Set mostly between 1930 and 1932,
Baccano! is about an AU prohibition era US focusing on gangsters, immortals, thieves, hustlers, assassins, and at least one homunculus. There are at least twenty major characters and I think six or seven major plotlines set in at least three different time periods, and five couples. (Here's
an example of what counts as a "getting to know you" conversation.) The opening credits kindly provide us with the names of a number of the characters, and scenes that shift time periods include dividers clarifying the year. I’m sure everyone who has watched this was extremely grateful for the above, even though the series is still hopelessly complicated and crowded until near the end, when everything comes together nicely. The bulk of the plot is resolved in the first 13 episodes, which are the main series, and the last three episodes, which were direct-to-DVD OVAs wrap up the remainder, as well as provide most of the personal and emotional resolution for the characters.
The approach to the series is a gleeful embracing of violent insanity, amorality, and straight up violence with an intense, joyful love and adoration of violent psychopaths that I would say was unmatched if it weren’t for Certain Manga that I’ve read. There are jaw dropping declarations of violently bloody worldviews, and a number of scenes that I am
verygrateful took place outside a train at night so that I couldn’t make out all the violence. And yet, you end up loving most of them.

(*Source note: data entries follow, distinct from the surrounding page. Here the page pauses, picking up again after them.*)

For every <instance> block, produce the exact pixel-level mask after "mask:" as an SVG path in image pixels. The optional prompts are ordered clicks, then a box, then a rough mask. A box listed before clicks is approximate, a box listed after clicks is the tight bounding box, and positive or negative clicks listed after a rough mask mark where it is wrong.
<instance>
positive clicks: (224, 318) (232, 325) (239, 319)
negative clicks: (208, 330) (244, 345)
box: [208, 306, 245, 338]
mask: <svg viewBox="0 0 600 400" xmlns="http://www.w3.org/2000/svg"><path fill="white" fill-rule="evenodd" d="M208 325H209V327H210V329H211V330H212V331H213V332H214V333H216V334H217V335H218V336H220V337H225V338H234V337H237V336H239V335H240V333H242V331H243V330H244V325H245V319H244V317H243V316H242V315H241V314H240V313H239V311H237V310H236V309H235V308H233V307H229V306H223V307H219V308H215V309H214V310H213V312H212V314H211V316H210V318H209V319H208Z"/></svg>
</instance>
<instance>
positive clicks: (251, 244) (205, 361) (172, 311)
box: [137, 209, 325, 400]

Then there’s the series idea of romance. On the one hand, you have a pair of dimwitted but very goodhearted thieves who, despite being wise enough to better virtually everyone they come in contract with (no, seriously, every single character they meet loves them*), who don’t notice
that they’ve become immortal for the first 70 years that they’re immortal and a pair of hustlers with hero complexes
who are together for ten years before sharing their first kiss, because he’s such a gentleman. To be fair, I think they’ve been together since they were about 12. Also, she ended up with scars all over her body and lost an eye in an explosion, so he tattooed a sword on his face so that they’d both always get strange looks. At the other end of the spectrum, you have a beautiful masochist in love with a gangster who expresses his love by declaring that he’ll kill her one day, and a chatty, mass murdering ex-trapeze artist/gangster assassin in love with a mute, seemingly emotionless assassin. Somewhere in between, there’s a teenaged gangster in love with
the immortal homunculus daughter of an evil immortal trying to kill other immortals, and create more immortals to kill. (The immortals can only be killed by other immortals, and when they die, the one who kills them gains all their knowledge.) The first five minutes of this clip may be the best explanation for the appeal of the series. It’s from episode 12, and only really spoilery for a maiming. (There are a lot of maimings. Not all of them last.) It might reveal a mystery character’s identity, but I’m not sure about that, as I’m not sure he’s recognizable from how he’s seen before.
Plotwise all you need to know is that there are about 5 rival groups on a train, trying to kill each other, and everything is figuratively and literally going “BOOM!” (Don’t watch after the divider if you haven’t seen the series. It’ll just confuse you.)
At the point that a character leaps off the train to catch a rope and uses the water tower to flip back onto the train, I may have yelled “OMG ANIME I LOVE YOU FOREVER!” and scampered to Amazon to see how much it wanted for the DVDs as soon as the episode was over.
*I have a theory that Isaac and Miria are the show’s equivalent to a puppy and a kitten, and that they frolic through the show with about as much awareness as a puppy and kitten would have. Therefore, not liking Isaac and Miria would be the same as not liking a puppy and a kitten. And, at heart, almost everyone on the show secretly likes puppies and kittens, even if they keep it buried deep, deep down.